A HE-ROSE Welcome…

“Heros or He-Rose”, I do know that proper plural spelling of the word “Hero” but if you continue to read I will explain my unique spelling.

I found myself tonight in the Whistler Village at one of the “Medal Ceremonies”. These are incredible experiences that are total free and open to anyone who wishes to attend. It’s neat to think that you are there helping to make memories for the individuals who are being rewarded for their achievements. Many say, “it’s the most amazing thing I’ve ever felt…” after receiving an Olympic Medal of any shade and they struggle to find the words to express the emotions that they are feeling. Then, regardless of the country, they are welcomed back to their accommodations by family, friends, teammates, coaches, countrymen and the random ones like me. All cheering and taking as many pictures as possible to show their appreciation for what they have done and that we understand to some degree the significance of what has just been accomplished.

Medalists of the Men's Giant Slalom

MEDALISTS FROM The Men's Giant Slalom: from Left to Right: Silver Medallist Jansrud Kjetil, Gold Medalist Janka Carlo, and Bronze Medalist Svindal Aksel Lund

I think about the Stanley Cup Parades that line the streets of a city and major intersections and roadways are closed down and cause many inconvenience; however, few complain because they understand that something needs to be celebrated or significant has taken place for “their” team. I think about the respect that I have watched first hand on several occasions as towns, cities and hamlets find the nearest over-pass on the 401 (or HWY of Heroes) and the stand and show their appreciation as a body of a Canadian Solider (always deemed to be to young) returns home lifeless.

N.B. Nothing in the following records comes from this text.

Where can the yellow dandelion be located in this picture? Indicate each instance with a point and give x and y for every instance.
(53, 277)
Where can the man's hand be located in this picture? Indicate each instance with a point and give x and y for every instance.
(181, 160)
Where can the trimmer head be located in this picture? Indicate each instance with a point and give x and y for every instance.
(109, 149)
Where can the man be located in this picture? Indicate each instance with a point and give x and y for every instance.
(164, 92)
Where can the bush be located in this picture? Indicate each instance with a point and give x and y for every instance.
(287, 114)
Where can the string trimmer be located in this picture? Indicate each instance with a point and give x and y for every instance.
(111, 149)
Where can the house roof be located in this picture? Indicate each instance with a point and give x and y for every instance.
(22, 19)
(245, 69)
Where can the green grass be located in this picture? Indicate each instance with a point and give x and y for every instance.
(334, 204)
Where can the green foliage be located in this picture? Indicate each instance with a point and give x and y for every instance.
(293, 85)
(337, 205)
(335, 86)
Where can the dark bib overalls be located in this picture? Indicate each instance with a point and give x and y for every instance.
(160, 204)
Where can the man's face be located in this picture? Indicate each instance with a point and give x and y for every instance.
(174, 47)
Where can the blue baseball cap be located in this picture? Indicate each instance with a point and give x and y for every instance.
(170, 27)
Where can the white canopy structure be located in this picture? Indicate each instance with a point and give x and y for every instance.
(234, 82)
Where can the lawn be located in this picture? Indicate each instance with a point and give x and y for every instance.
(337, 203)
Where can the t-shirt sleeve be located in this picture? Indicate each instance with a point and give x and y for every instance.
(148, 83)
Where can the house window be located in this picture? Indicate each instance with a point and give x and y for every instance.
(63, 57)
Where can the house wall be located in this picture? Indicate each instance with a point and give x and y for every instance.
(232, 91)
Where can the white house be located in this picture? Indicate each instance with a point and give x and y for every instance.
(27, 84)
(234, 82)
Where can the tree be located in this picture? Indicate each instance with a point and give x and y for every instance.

I find often in life I have heard people say that they wish that things were easier, or that life was at times more simple. I think if we got that wish we would be incredibly disappointed in the end of it all. You see we as human beings love to feel a sense of accomplishment or that we have managed to complete or achieve something; I watched it celebrated tonight. If everything came simply or was easily attained we would not be able to feel that feeling or sense that we had achieved something. If everything came to us so easily and we were to share with someone how we had competed at the Olympics at some point in our lifetime potentially, the response we be something to the effect of, “hey, big deal, you’re an Olympian. Who’s not now days?” If it was easy or simple to become a professional singer or songwriter and you then get a recording contract you might hear a, “well good for you, but that’s truthfully NOT that difficult, anyone can do that!”

Perhaps at this point you see where I am going with this. Lastly but by no means “leastly” I think of Jesus. I think of the welcome and reception that he received and how it was so short lived. I think of the “Heroes Welcome” that He stepped into on Palm Sunday so many years ago that we read of in the Bible.

The disciples went and did exactly what Jesus told them to do. They led the donkey and colt out, laid some of their clothes on them, and Jesus mounted. Nearly all the people in the crowd threw their garments down on the road, giving him a royal welcome. Others cut branches from the trees and threw them down as a welcome mat. Crowds went ahead and crowds followed, all of them calling out, “Hosanna to David’s son!” “Blessed is he who comes in God’s name!” “Hosanna in highest heaven!” As he made his entrance into Jerusalem, the whole city was shaken. Unnerved, people were asking, “What’s going on here? Who is this?” The parade crowd answered, “This is the prophet Jesus, the one from Nazareth in Galilee.”

Matthew 21:6-11

Now just a mere few days later, the very ones that were calling and singing His praises, the ones who were laying their cloaks and palm branches at His feet were calling out for his death. This is a twist that is unlike any modern day “Heroes Welcome” that we are aware of. You see even for our Hero in this story, nothing came easy. What he had really been sent here to accomplish and compete would cost Him His life and eventually did – as we all know the story; however, there in lies the point that must be emphasized. With cost also comes value. These acts of bravery and achievement that we celebrate with parades, ceremonies and at appropriate times silence don’t come easily and we do have somewhat of and understanding of the cost and investment that has gone into making this, that is being recognized, possible. The same must apply to Jesus. He is honoured and worshipped and should be forever praised because of what He was willing to go through on our behalf so many years ago. The reception that He deserved came prior to His death you see as He was truly performing what we might define today as “heroics”, He was being laughed at, beaten, whipped, spit upon, humiliated, mocked and denounced. That’s why I think for those of us who claim to know Him we are responsible to daily throw a parade, and celebrate what He’s done for us through our actions, speech, conduct and character.

Let’s remember to give credit where credit is do and encourage and celebrate victories and accomplishments of past Heroes and those to come. Yet let’s be ever so certain to not forget about The Hero and how after a punishment that did not fit the crime but fit His Father’s plan our Hero…well “He-Rose”!